Il doit sembler loin à Jérôme Cotta, le temps où néophyte de la Canebière, le chanteur marseillais s’essayait, sans grande reconnaissance, à rendre quelques hommages appuyés aux incunables de la chanson francophone, de Léo Ferré à Jacques Brel. La torpeur caribéenne, une collaboration avec les prestigieux The Marathonians, ainsi que des rencontres avec quelques idoles, telles Toots Hibbert ou Edwin Starr, et un tube aussi inattendu que rafraîchissant (« Everything »-2006), finissent d’achever la mue : Jerho se positionne alors commodément, sous le soleil exactement.
Son troisième album constitue en ce sens une suite tout aussi ensoleillée à son effort précédent : quelques instruments, pour la plupart acoustiques, et parfois exotiques, comme le cavaquinho, instrument portugais à quatre cordes, la lap steel guitar, et une profusion de percussions de poche, suffisent à instaurer tout du long des onze refrains une atmosphère épicurienne et sensuelle. On pense immanquablement au Brésil de Gilberto Gil, ou aux mentos et autres calypsos de l’immense Harry Belafonte, même si le chant doux et charmeur exclut ici toute dimension dramatique.
Parfois, un reggae épicurien s’impose : « Why Me », jusque dans ses chœurs en réminiscence ondoyante, compte la plaisante saga d’un amant peu enthousiaste. « Along The River » convoque une saudade qui nous est désormais familière grâce à Cesaria Evora.

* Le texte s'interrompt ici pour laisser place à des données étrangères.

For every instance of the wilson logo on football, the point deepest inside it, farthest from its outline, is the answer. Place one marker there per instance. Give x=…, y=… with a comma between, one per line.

On frôle le cha-cha-cha coquin dans « Guantanamo Song », et la chanson d’ouverture (« Tonight Tonight ») résume parfaitement l’ensemble du programme : quelques arpèges de guitare, un chant qui se pose comme un baiser, un déhanchement irrépressible illuminé par des violons de soie, et la vision instantanée de ces pays où la misère est moins cruelle au soleil.
Ne croyons pas les météorologues, qui assènent que le printemps est là. Avec Jehro et sa Cantina Paradise, l’été a pris quelques mois d’avance, les filles sont toutes belles et court vêtues, et les ennuis oubliés. Sortons les hamacs.